View Detailed Malware Analysis of an Event

When viewing the list of individual events in a Malware Analysis scan in the Malware Analysis Events grid, you can double-click an event to view the detailed analysis results for the event.

View Malware Analysis Details for an Event

  1. Start an investigation in the Malware Analysis view.
    The Malware Summary of Events is displayed, and includes four charts, including the Event Timeline.
  2. Do one of the following:
    1. To view all events in the Event Timeline, click the View Events button.
    2. Double-click data in the Meta Breakdown, Meta Treemap Chart, or Score Wheel.
      The Events List is displayed.
  3. Double-click an event.
    The Analysis Results for the event are displayed.
    122_AnaResults_1222.png
  4. (Optional) If you want to delete an event, select Actions > Delete Event.
  5. If you want to view a reconstruction of the network session, select Actions > View Network Session.
    The session opens in the Navigate view > Event Reconstruction.
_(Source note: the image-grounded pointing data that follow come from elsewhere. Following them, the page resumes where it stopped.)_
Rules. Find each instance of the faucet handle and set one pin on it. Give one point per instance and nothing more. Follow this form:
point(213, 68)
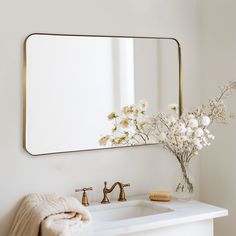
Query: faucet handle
point(126, 185)
point(85, 201)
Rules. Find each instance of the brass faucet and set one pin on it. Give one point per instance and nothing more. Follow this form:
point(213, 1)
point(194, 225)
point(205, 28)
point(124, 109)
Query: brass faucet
point(121, 198)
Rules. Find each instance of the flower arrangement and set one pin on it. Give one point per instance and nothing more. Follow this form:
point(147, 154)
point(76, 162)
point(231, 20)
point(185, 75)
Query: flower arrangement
point(184, 136)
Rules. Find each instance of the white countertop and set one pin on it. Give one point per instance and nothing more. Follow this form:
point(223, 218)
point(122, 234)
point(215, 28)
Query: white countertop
point(183, 212)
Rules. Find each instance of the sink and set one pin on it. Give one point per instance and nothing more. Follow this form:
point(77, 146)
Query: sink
point(126, 210)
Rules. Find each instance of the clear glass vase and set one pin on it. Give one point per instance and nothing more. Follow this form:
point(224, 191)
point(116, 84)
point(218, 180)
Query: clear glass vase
point(184, 188)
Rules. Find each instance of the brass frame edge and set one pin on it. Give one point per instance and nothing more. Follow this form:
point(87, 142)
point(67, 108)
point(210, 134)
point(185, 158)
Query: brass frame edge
point(114, 36)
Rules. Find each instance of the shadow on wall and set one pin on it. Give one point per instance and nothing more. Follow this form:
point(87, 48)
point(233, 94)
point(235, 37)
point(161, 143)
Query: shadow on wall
point(9, 217)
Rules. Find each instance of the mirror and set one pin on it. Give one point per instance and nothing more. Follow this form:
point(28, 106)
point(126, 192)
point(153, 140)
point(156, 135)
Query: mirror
point(72, 83)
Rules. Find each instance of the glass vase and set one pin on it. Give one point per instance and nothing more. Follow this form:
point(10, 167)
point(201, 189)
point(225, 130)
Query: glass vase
point(184, 188)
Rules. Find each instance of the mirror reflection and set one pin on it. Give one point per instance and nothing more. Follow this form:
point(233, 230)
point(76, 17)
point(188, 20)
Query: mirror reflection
point(74, 82)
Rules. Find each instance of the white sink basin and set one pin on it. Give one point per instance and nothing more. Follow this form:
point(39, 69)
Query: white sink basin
point(125, 210)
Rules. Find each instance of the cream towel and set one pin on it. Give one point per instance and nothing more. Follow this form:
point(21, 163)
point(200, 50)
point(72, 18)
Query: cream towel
point(49, 215)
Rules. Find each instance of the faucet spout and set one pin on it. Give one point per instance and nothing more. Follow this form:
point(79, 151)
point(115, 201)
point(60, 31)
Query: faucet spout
point(106, 190)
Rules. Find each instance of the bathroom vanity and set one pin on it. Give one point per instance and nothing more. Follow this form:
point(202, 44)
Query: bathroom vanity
point(140, 216)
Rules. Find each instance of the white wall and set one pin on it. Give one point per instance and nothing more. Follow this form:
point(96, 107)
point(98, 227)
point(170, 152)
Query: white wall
point(146, 168)
point(218, 61)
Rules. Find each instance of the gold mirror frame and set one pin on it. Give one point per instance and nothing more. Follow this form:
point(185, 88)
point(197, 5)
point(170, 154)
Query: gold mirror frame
point(180, 103)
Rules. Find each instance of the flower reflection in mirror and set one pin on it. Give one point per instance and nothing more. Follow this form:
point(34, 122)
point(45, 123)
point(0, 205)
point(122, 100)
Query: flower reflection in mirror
point(183, 136)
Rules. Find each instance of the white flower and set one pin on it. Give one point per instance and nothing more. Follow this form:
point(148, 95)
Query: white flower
point(143, 105)
point(193, 123)
point(182, 128)
point(173, 107)
point(162, 137)
point(189, 131)
point(198, 132)
point(184, 138)
point(205, 121)
point(196, 141)
point(199, 146)
point(173, 119)
point(210, 136)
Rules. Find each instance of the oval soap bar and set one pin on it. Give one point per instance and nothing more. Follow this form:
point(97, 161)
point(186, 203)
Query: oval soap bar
point(163, 196)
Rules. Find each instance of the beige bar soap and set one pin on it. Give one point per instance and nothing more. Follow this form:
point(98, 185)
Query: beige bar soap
point(163, 196)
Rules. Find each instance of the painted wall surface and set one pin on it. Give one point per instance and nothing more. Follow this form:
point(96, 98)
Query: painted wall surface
point(218, 61)
point(146, 168)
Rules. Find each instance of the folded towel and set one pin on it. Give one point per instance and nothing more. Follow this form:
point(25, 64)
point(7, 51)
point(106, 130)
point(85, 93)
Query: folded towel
point(49, 215)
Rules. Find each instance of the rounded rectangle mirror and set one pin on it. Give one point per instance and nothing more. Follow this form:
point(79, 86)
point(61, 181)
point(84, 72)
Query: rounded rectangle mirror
point(73, 83)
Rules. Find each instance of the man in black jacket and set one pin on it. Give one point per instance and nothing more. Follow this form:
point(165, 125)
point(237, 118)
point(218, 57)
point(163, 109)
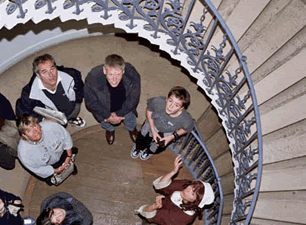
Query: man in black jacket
point(57, 88)
point(112, 94)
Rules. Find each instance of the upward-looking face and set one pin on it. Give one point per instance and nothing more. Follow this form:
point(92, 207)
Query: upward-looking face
point(48, 75)
point(189, 194)
point(113, 75)
point(33, 132)
point(57, 215)
point(174, 106)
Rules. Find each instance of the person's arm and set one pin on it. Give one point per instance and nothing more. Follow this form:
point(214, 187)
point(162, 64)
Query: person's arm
point(59, 169)
point(68, 158)
point(171, 137)
point(10, 196)
point(132, 99)
point(156, 205)
point(93, 104)
point(177, 166)
point(151, 123)
point(34, 165)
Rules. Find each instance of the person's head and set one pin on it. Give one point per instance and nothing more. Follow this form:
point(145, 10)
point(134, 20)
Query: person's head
point(1, 205)
point(51, 216)
point(114, 69)
point(193, 192)
point(177, 100)
point(29, 128)
point(195, 195)
point(44, 67)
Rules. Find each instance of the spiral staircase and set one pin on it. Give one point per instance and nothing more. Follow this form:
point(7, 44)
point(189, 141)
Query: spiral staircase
point(194, 33)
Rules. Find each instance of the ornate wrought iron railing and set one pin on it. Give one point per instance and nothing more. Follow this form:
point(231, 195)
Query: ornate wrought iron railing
point(199, 162)
point(193, 32)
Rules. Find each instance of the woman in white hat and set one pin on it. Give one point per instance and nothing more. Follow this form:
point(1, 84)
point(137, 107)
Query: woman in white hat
point(181, 200)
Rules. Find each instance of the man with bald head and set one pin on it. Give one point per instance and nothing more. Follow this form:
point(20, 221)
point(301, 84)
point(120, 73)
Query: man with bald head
point(112, 92)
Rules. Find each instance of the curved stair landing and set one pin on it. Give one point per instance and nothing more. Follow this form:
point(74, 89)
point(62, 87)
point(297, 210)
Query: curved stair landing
point(110, 183)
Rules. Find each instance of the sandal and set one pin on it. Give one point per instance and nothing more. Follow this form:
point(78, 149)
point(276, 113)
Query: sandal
point(78, 121)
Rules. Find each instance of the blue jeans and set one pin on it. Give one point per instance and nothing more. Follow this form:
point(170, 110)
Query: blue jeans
point(130, 123)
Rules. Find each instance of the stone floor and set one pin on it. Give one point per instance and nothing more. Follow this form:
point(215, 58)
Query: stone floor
point(109, 182)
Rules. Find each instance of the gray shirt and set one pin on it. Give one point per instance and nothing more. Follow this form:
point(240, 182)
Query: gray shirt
point(165, 123)
point(40, 157)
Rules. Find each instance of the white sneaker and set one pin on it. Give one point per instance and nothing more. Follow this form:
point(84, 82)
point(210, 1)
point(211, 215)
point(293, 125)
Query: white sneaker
point(135, 152)
point(145, 155)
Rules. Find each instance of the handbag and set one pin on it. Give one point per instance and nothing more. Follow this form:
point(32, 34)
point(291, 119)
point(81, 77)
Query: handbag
point(57, 179)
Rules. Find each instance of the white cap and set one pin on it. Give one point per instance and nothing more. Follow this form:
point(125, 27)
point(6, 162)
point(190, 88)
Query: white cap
point(209, 195)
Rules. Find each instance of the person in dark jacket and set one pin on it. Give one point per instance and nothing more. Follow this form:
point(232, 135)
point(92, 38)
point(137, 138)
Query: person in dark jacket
point(10, 206)
point(54, 87)
point(9, 135)
point(180, 202)
point(112, 94)
point(62, 208)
Pivot Network Analysis Results

You can pivot the Network Analysis Results in several ways:

  1. Scroll down to the Network Analysis Results.
    netwitness_netanaresults.png
  2. Hover over a meta value and left-click.
    The context menu is displayed.
    netwitness_narcxtmenu.png
  3. To view the selected meta value in the Navigate view, select Start Investigation and a time option.
  4. To view the selected meta value in a browser, select Open in Web Browser > Open in Google.
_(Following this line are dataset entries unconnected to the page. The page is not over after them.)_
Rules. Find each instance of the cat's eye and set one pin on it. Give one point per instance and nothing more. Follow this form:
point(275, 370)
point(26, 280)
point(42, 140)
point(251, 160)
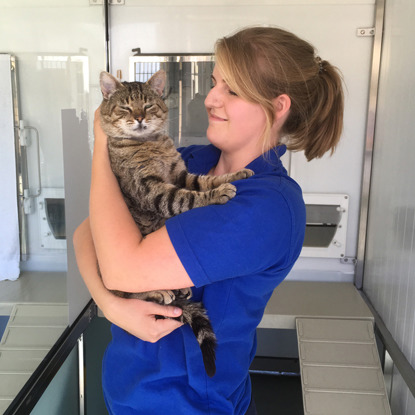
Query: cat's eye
point(125, 109)
point(148, 107)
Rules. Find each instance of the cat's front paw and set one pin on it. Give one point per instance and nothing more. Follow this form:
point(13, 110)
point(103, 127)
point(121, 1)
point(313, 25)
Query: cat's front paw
point(224, 192)
point(245, 173)
point(161, 297)
point(183, 294)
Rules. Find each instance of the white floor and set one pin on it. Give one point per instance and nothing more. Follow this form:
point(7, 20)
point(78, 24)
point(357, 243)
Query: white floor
point(37, 305)
point(33, 287)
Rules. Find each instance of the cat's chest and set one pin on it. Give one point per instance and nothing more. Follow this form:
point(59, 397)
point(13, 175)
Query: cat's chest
point(143, 162)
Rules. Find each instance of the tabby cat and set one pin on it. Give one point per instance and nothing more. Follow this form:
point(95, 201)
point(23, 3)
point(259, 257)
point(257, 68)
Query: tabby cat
point(155, 183)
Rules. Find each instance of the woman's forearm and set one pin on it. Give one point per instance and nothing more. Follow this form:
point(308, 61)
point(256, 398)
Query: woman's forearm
point(135, 316)
point(87, 264)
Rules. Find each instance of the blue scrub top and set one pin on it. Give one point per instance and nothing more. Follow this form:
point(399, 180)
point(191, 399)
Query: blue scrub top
point(235, 254)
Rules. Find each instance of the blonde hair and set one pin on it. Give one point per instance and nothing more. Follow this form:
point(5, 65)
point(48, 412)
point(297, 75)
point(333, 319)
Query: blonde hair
point(261, 63)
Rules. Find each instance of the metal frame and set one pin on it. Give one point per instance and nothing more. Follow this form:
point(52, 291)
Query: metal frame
point(399, 359)
point(21, 161)
point(369, 144)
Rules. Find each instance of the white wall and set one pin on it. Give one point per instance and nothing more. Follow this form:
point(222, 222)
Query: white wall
point(389, 274)
point(331, 25)
point(53, 29)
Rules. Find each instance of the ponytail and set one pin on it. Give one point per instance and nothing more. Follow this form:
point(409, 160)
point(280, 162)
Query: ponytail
point(261, 63)
point(315, 122)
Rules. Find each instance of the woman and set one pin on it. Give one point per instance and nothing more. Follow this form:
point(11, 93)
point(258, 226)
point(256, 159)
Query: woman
point(269, 87)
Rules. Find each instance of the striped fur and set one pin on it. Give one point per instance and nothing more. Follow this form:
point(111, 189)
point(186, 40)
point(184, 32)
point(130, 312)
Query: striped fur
point(155, 182)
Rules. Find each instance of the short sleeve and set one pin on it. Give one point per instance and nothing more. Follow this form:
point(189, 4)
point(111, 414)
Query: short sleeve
point(256, 230)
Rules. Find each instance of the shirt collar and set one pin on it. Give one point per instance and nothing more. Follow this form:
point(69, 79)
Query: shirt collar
point(205, 157)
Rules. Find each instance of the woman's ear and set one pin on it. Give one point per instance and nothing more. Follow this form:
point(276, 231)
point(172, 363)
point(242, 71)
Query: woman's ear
point(282, 105)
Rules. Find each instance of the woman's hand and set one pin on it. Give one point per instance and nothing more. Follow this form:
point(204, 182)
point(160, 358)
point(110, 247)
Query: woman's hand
point(138, 318)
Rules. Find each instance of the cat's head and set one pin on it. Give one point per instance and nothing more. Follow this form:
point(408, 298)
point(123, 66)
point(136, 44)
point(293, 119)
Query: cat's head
point(133, 110)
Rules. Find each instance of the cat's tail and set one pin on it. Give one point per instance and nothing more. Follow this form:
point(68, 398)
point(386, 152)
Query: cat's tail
point(195, 315)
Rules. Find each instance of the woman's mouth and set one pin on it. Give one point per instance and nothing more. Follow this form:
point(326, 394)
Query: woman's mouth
point(214, 117)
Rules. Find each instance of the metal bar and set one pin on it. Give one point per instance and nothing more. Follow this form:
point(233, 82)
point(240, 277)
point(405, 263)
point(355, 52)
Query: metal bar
point(32, 391)
point(107, 36)
point(21, 161)
point(81, 374)
point(370, 136)
point(399, 359)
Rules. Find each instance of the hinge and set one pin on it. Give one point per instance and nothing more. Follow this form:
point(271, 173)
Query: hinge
point(365, 31)
point(110, 2)
point(348, 260)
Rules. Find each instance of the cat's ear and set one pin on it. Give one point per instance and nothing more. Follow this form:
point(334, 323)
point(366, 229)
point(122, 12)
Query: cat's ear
point(109, 84)
point(158, 81)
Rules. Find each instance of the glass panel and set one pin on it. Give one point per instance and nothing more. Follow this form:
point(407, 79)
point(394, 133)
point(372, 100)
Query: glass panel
point(51, 53)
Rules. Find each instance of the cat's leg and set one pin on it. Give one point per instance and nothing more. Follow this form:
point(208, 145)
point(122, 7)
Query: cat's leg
point(162, 297)
point(167, 200)
point(202, 183)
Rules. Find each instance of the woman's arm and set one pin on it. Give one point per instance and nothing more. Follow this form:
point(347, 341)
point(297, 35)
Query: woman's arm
point(127, 261)
point(135, 316)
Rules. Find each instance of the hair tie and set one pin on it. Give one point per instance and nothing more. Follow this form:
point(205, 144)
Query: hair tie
point(319, 62)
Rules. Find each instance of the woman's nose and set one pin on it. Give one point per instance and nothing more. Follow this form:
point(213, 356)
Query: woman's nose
point(213, 98)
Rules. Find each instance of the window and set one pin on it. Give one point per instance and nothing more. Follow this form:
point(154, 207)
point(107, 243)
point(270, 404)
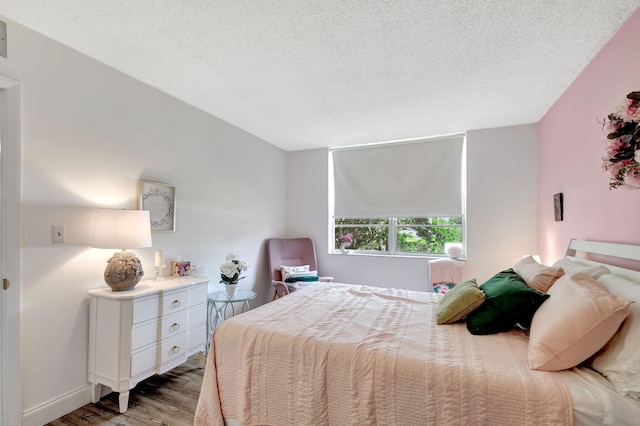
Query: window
point(402, 198)
point(427, 236)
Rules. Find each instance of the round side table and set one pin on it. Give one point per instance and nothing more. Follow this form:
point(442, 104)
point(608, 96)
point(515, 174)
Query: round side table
point(218, 304)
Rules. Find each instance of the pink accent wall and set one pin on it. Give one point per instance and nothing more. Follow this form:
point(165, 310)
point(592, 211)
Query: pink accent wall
point(571, 147)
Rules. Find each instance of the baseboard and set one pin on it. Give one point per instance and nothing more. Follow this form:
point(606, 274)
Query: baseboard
point(56, 408)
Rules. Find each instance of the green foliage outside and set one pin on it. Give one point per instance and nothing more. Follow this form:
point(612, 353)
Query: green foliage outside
point(414, 235)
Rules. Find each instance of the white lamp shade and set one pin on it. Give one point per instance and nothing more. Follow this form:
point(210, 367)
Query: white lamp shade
point(121, 229)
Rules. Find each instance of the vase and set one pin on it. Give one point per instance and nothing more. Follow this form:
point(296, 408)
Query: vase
point(231, 290)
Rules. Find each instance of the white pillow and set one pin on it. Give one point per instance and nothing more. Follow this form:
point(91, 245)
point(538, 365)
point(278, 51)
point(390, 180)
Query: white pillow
point(288, 270)
point(619, 360)
point(577, 320)
point(571, 266)
point(537, 276)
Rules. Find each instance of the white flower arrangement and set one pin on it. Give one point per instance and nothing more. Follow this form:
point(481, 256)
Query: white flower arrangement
point(231, 269)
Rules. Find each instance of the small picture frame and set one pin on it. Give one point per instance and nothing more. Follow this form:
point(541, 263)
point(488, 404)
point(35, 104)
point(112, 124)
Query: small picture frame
point(160, 200)
point(558, 207)
point(180, 269)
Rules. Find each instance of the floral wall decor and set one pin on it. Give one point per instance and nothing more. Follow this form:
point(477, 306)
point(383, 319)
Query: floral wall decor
point(622, 161)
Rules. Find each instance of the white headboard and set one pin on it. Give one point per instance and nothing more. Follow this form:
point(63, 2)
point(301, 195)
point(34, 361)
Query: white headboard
point(595, 249)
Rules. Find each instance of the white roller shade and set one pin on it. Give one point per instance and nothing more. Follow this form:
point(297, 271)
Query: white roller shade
point(415, 179)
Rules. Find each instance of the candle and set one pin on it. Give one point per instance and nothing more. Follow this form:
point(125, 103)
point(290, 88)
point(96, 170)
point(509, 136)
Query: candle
point(159, 258)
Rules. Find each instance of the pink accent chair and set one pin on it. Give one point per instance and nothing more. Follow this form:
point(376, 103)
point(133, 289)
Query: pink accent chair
point(290, 252)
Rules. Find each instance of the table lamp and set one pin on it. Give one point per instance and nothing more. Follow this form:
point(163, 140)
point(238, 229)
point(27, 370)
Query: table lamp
point(122, 229)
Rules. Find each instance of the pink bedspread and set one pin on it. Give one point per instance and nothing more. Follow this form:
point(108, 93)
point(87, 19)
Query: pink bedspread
point(336, 354)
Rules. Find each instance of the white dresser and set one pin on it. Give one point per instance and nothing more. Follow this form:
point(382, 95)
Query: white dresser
point(145, 331)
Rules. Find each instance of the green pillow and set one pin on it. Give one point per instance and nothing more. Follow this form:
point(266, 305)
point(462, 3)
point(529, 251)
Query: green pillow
point(509, 301)
point(459, 302)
Use File Actions in the Static Analysis Results

  1. Scroll down to the Static Analysis Results.
    netwitness_statanaresults_750x356.png
  2. If you want to download a file, select the file name and either Download File (zipped) or Download File (natively) in the drop-down menu. It is safer to download a file in zipped format.
    netwitness_sarfiledd.png
  3. If you want to mark the file as safe or unsafe in the hash list, select Filter File Hash and Mark hash as good or Mark hash as bad.

View Community Analysis Results Details

The Community Analysis Results summarizes results from the community, identifying Indicators of Compromise that were flagged as a risk or identified as good.

In addition, this view lists the results from Installed AV Vendors and Not Installed AV Vendors. You can compare results of the installed AV vendors that were configured for the current Malware Analysis service versus Community results. You can also see results from a list of AV vendors that are not configured as installed for the current Malware Analysis service.

Each row of AV vendor results includes the shield icon to show whether the IOC was discovered by a Primary (netwitness_primaryav.png) or Secondary AV (netwitness_secondaryav.png) vendor in the community, the name of the Installed or Not Installed vendor, and the name of malware or risk detected by the community and AV vendor. If the AV vendor did not detect a risk, -- Not detected -- is displayed instead of the name of the risk.

The Not Installed AV Vendors section is expandable to view all entries, but is collapsed by default to minimize the need to scroll. Clicking the + expands the list.

If no installed AV vendors have been configured for the current Malware Analysis service, the following message is displayed: No AV vendors were marked as installed. Please go to the Malware Analysis Service configuration page to identify installed AV vendors.


122_MWConfigVen_1222.png

View Sandbox Analysis Results in the ThreatGRID User Interface

If you have registered with ThreatGRID, you can view the Sandbox results directly in ThreatGRID.

  1. Scroll down to the Sandbox Analysis Results.
    netwitness_sandanaresults_750x343.png
  2. Click the Analysis ID and select Open In ThreatGRID.
    The analysis report in ThreatGRID is displayed.